VINCENT GOURIOU FOR THE WORLD
InvestigationParis-Bamako, the paths of adoption (2/2). Between 1989 and 2001, more than 300 children were adopted in Mali through a French association. Several of them, gone in search of their roots, wonder about the conditions, to say the least, of these adoptions.
Time has stopped at Saint-Thégonnec Loc-Eguiner, in northern Finistère. Sitting in front of two photo albums, Françoise Raoult and her son Jean-Noël, 35, relive each image one by one, smiling and tender eyes. This October 17, 2019, nothing else exists except these photos, vestiges of the childhood of Jean-Noël and that of his little brother Pierre-Yves. “A real bath. With water coming out of the shower head! “, marvels Jean-Noël again, pointing to the photo where they both laugh with their throats spread in a bathtub.
It was December 1990. Françoise and Bernard Raoult, a Breton couple, had just adopted Jean-Noël and Pierre-Yves, who arrived from Mali at the age of 6 and 4 years old. Thanks to the French association Rayon de soleil of the foreign child (RDSEE), parents and their new children realize their dream: Françoise becomes a mother and the two brothers discover France within a loving family, after having been “Abandoned” by their biological family. “Abandoned”, that’s what RDSEE always told them…
Thirty years have passed, and despite the love that binds them, everyone can not help but feel bitterness and resentment when remaking the film of this adoption. To the point, for Jean-Noël, of having brought a complaint for scam, conceal of scam and breach of trust, Monday June 8, at the tribunal de grande instance of Paris, against RDSEE and Danielle Boudault, the former correspondent of the association in Mali.
Eight other people, out of the 324 children adopted in Mali through this association between 1989 and 2001, set out with him in this procedure.
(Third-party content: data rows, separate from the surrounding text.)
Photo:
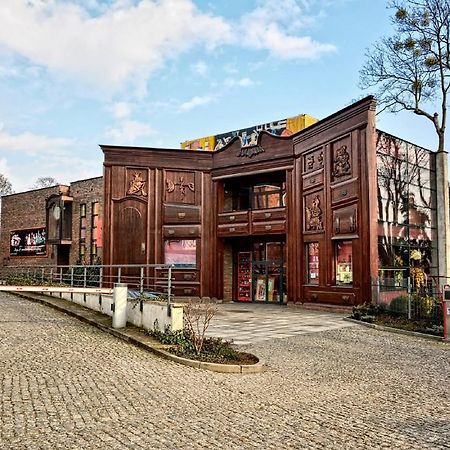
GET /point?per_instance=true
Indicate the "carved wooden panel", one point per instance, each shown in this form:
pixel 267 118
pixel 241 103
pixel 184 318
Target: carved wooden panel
pixel 313 160
pixel 129 232
pixel 260 215
pixel 183 231
pixel 314 212
pixel 179 187
pixel 137 182
pixel 341 166
pixel 313 180
pixel 343 192
pixel 276 227
pixel 345 221
pixel 181 214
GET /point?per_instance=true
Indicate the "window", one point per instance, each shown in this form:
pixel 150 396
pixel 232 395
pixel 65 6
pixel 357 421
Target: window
pixel 268 196
pixel 255 192
pixel 180 252
pixel 82 231
pixel 94 231
pixel 312 263
pixel 343 260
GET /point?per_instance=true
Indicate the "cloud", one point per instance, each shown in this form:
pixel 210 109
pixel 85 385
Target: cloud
pixel 200 68
pixel 121 110
pixel 120 43
pixel 243 82
pixel 196 101
pixel 32 144
pixel 113 45
pixel 129 131
pixel 269 27
pixel 39 155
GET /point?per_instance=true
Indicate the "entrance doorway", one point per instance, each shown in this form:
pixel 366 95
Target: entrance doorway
pixel 261 273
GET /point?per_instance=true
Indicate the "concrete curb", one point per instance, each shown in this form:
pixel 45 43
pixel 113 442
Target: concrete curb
pixel 132 336
pixel 397 330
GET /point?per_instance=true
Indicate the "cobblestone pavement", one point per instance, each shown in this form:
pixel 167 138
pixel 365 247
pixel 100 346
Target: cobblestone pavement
pixel 67 385
pixel 248 323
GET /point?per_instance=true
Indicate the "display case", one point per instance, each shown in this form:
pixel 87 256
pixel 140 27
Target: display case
pixel 312 252
pixel 344 266
pixel 244 274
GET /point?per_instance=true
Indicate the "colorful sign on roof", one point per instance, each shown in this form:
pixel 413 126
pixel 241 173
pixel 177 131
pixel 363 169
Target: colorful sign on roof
pixel 249 136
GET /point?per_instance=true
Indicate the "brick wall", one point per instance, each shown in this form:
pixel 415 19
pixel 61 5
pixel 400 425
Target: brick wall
pixel 26 210
pixel 85 192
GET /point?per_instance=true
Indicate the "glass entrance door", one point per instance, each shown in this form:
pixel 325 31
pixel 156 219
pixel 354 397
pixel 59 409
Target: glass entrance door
pixel 268 272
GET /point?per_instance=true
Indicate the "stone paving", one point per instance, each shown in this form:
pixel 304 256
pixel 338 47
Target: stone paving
pixel 67 385
pixel 248 323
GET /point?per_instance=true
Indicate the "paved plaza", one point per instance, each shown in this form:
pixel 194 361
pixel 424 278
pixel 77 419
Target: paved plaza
pixel 67 385
pixel 249 323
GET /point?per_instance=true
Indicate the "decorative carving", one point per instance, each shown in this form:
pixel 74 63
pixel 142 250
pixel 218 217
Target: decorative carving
pixel 137 185
pixel 320 159
pixel 170 186
pixel 310 162
pixel 341 163
pixel 250 152
pixel 314 215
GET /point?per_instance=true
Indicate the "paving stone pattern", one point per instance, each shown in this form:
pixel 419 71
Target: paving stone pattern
pixel 248 323
pixel 67 385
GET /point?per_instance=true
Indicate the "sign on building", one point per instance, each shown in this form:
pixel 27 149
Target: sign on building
pixel 30 242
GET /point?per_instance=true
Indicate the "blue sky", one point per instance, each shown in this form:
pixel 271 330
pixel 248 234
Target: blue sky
pixel 78 73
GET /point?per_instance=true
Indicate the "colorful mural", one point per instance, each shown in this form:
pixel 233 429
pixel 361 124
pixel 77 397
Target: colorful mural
pixel 30 242
pixel 249 136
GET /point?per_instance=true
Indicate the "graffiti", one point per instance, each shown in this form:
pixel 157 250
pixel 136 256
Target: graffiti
pixel 28 242
pixel 250 152
pixel 249 136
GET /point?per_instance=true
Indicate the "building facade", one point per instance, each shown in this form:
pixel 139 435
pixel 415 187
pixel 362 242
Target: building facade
pixel 338 212
pixel 59 225
pixel 290 219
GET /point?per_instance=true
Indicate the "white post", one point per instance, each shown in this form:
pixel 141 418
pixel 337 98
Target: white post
pixel 443 215
pixel 120 295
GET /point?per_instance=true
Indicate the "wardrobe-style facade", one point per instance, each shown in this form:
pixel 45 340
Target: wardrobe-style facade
pixel 292 219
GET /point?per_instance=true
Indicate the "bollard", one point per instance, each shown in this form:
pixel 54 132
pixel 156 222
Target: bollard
pixel 446 306
pixel 120 295
pixel 446 311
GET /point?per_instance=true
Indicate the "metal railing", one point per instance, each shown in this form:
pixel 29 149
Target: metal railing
pixel 151 280
pixel 399 294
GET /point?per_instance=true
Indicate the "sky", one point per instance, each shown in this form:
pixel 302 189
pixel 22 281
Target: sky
pixel 78 73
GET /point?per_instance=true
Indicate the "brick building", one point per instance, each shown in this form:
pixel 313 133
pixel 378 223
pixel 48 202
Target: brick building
pixel 58 225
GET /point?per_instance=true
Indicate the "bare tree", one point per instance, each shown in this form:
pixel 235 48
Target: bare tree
pixel 411 69
pixel 5 186
pixel 197 316
pixel 43 182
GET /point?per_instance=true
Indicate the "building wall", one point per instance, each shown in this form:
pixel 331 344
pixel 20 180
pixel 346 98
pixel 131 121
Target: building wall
pixel 152 195
pixel 26 210
pixel 86 192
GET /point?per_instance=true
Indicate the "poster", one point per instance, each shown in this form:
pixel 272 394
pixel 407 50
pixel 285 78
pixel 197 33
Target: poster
pixel 31 242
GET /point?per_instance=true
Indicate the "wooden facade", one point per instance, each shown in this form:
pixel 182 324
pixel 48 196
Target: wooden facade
pixel 323 204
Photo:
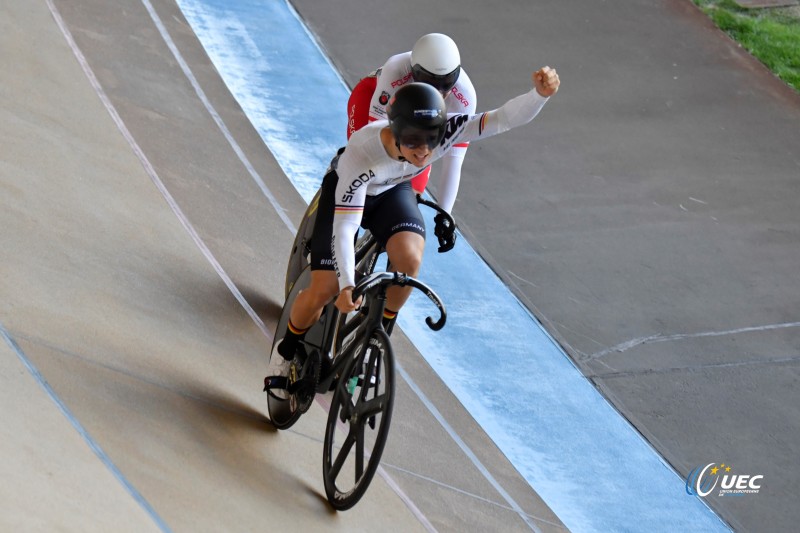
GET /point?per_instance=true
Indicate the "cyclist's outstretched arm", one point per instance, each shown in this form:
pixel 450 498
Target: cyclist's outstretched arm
pixel 514 113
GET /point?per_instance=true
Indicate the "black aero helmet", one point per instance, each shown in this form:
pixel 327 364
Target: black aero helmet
pixel 417 115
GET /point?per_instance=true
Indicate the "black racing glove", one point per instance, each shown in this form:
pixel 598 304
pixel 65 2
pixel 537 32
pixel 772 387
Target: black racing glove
pixel 445 232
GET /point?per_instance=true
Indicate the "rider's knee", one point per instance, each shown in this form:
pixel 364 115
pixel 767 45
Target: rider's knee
pixel 322 292
pixel 408 260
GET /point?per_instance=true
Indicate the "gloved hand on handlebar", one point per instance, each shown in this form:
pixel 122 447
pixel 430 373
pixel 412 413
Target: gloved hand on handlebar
pixel 445 232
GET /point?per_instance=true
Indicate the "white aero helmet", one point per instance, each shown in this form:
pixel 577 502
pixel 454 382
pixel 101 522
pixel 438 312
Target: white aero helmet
pixel 435 60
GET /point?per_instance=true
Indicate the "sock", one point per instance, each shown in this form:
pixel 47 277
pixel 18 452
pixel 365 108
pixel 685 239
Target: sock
pixel 291 341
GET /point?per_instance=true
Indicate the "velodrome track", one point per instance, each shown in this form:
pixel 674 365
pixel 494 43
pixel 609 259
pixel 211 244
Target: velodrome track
pixel 130 323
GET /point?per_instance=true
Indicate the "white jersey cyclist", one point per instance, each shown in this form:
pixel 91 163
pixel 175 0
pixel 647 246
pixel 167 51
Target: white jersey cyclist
pixel 365 169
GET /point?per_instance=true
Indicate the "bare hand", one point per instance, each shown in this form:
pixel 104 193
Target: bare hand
pixel 345 303
pixel 546 81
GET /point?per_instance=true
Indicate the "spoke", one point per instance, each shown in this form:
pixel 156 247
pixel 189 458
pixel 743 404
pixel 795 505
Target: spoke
pixel 370 407
pixel 341 457
pixel 359 431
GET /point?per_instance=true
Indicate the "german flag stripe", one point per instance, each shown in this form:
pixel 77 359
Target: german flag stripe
pixel 347 210
pixel 482 125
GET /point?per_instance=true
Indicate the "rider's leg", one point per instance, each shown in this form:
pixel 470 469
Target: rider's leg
pixel 405 254
pixel 307 309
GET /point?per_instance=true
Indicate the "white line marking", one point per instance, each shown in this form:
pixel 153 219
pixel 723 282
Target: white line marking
pixel 627 345
pixel 87 438
pixel 151 171
pixel 213 112
pixel 466 449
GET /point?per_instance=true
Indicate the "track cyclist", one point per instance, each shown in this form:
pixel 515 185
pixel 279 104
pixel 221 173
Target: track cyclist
pixel 434 60
pixel 368 185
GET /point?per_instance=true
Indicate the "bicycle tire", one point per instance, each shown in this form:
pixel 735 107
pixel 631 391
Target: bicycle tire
pixel 281 412
pixel 299 254
pixel 348 423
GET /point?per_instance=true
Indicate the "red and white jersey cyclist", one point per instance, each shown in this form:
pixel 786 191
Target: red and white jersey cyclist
pixel 434 60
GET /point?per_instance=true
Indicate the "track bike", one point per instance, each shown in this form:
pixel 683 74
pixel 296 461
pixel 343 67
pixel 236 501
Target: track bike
pixel 351 356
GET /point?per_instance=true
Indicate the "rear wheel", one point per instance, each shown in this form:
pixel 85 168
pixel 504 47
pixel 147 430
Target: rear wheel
pixel 299 255
pixel 358 422
pixel 284 413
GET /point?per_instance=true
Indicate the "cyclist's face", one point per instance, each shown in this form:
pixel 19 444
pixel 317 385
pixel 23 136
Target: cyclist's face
pixel 417 154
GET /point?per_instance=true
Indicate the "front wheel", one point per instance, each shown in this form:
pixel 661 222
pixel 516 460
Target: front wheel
pixel 358 422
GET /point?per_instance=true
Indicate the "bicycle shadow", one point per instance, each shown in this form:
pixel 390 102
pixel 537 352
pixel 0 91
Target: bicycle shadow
pixel 228 409
pixel 267 309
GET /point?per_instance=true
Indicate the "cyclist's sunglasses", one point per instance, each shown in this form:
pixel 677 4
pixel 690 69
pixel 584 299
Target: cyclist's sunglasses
pixel 418 139
pixel 442 83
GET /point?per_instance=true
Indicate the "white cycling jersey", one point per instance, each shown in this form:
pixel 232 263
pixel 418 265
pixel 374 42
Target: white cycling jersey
pixel 365 168
pixel 462 99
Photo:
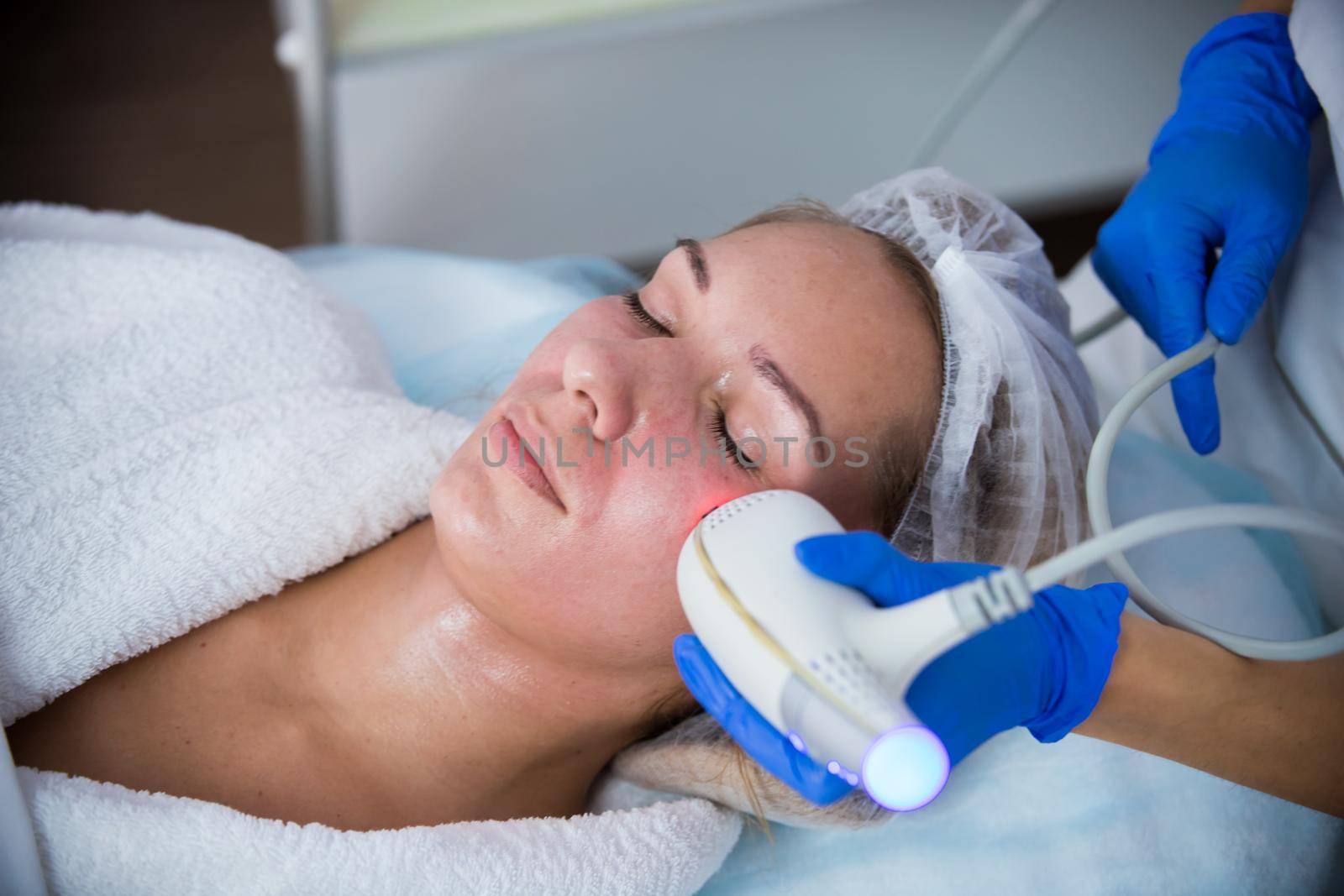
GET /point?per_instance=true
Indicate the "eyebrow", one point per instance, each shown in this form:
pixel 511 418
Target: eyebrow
pixel 770 372
pixel 696 255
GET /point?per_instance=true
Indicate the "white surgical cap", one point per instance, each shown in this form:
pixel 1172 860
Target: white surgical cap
pixel 1003 479
pixel 1005 474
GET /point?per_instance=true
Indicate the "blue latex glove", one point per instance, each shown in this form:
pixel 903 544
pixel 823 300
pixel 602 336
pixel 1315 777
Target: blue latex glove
pixel 1043 668
pixel 1227 170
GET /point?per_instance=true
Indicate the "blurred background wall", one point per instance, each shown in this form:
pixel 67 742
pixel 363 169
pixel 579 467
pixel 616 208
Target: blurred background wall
pixel 609 134
pixel 170 105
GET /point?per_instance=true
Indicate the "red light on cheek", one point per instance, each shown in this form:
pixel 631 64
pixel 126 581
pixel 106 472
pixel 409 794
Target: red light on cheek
pixel 714 504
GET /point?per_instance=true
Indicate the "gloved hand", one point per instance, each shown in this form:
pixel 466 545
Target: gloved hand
pixel 1043 668
pixel 1227 170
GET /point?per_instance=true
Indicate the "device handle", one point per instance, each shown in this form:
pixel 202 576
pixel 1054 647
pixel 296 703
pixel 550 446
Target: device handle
pixel 898 642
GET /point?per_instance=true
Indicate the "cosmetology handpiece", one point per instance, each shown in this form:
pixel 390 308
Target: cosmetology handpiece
pixel 816 658
pixel 831 671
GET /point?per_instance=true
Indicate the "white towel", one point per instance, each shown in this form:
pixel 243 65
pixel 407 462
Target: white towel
pixel 188 425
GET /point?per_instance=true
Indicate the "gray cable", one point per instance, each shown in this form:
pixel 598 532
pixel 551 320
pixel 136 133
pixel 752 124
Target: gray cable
pixel 1109 543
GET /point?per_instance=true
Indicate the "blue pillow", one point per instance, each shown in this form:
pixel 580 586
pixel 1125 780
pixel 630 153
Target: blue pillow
pixel 459 328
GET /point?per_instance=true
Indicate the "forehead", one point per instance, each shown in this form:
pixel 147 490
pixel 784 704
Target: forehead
pixel 835 315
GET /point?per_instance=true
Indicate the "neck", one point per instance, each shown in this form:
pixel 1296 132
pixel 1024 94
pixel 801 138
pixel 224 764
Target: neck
pixel 433 705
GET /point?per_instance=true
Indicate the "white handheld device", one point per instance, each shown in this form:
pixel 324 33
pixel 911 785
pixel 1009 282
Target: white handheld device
pixel 816 658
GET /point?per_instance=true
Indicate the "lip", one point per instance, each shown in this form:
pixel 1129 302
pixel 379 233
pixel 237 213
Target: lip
pixel 531 473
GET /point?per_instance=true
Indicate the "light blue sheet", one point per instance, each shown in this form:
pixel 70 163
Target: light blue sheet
pixel 1018 817
pixel 457 328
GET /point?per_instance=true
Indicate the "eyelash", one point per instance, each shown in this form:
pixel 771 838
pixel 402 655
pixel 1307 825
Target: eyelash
pixel 719 425
pixel 642 315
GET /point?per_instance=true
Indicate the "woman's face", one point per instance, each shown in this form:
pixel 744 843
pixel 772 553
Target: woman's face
pixel 790 331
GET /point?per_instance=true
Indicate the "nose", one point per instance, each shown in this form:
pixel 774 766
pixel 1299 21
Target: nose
pixel 598 376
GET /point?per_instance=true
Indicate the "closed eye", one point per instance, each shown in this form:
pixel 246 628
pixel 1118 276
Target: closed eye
pixel 642 315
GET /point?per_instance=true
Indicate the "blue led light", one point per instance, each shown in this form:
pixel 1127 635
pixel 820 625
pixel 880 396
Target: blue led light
pixel 905 768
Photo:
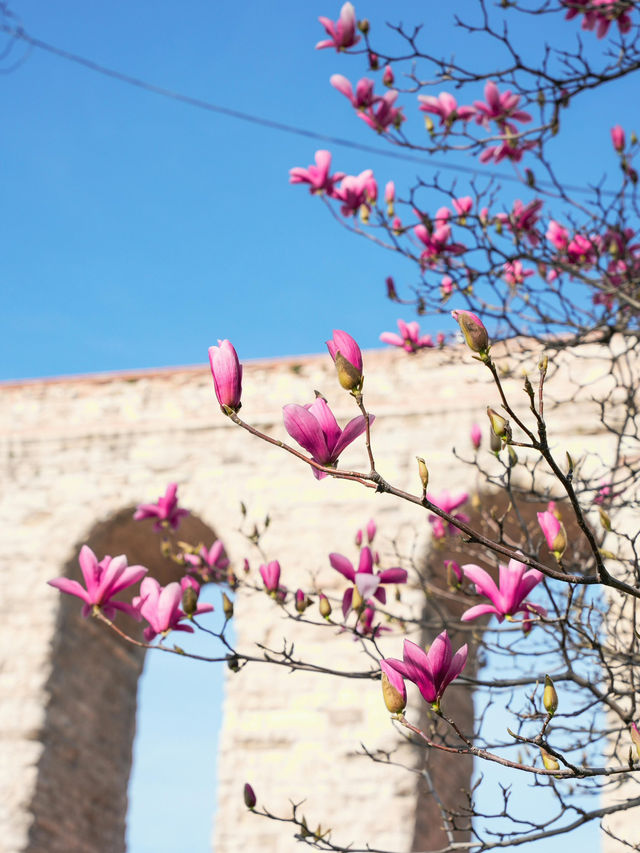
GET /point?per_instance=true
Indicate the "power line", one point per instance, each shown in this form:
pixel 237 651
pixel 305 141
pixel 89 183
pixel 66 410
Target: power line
pixel 19 33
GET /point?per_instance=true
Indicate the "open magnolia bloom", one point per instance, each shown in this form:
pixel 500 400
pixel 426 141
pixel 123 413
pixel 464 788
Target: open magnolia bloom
pixel 431 671
pixel 507 599
pixel 315 428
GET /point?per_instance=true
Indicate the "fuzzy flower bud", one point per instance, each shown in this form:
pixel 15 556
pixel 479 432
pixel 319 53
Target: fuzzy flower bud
pixel 423 473
pixel 472 327
pixel 227 606
pixel 499 425
pixel 324 605
pixel 549 697
pixel 249 796
pixel 550 763
pixel 394 691
pixel 635 737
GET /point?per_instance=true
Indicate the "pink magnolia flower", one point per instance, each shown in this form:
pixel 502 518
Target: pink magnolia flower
pixel 160 607
pixel 318 177
pixel 514 273
pixel 409 338
pixel 618 138
pixel 211 563
pixel 431 671
pixel 103 580
pixel 448 503
pixel 463 205
pixel 446 107
pixel 367 584
pixel 315 428
pixel 473 329
pixel 271 576
pixel 342 33
pixel 499 107
pixel 382 114
pixel 343 343
pixel 227 375
pixel 581 250
pixel 507 599
pixel 599 14
pixel 553 530
pixel 355 191
pixel 363 96
pixel 165 510
pixel 476 436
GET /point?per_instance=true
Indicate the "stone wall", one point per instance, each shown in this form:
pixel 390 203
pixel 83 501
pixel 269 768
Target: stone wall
pixel 78 453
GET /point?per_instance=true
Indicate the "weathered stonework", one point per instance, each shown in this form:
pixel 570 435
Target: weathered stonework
pixel 78 453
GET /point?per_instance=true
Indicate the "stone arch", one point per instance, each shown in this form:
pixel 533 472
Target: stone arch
pixel 80 797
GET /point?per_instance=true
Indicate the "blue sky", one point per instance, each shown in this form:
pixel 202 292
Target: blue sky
pixel 138 230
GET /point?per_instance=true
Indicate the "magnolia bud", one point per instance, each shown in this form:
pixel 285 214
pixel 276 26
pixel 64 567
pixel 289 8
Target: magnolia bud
pixel 393 698
pixel 499 425
pixel 605 521
pixel 249 796
pixel 189 601
pixel 548 760
pixel 357 601
pixel 324 605
pixel 227 606
pixel 635 737
pixel 423 472
pixel 549 697
pixel 472 327
pixel 348 375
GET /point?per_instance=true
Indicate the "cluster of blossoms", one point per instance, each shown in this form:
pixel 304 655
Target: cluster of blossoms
pixel 598 15
pixel 158 606
pixel 498 107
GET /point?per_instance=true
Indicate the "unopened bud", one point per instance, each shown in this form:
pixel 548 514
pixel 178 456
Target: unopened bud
pixel 189 600
pixel 302 602
pixel 499 425
pixel 472 327
pixel 249 796
pixel 605 521
pixel 423 473
pixel 324 605
pixel 348 375
pixel 550 763
pixel 393 698
pixel 227 606
pixel 549 697
pixel 357 601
They criticize the body, which is still approved by the Ministry of Foreign Affairs in six countries, for lying about the conditions of their adoption and the reality of their “abandonment”.
” I accuse… “
A drama definitely convinced Jean-Noël, a former soldier who became a housewife, to start this legal battle: the death of his brother Pierre-Yves, from an overdose in 2013, at the age of 27. The young man, passionate about rugby but with no real life plan, had never really supported the uprooting of his country of origin. For a long time, he had hoped to return one day and see his biological parents again. But years had passed, with no news of them, and he had finally given up hope, drowning his distress in alcohol and then in the increasingly harsh drugs.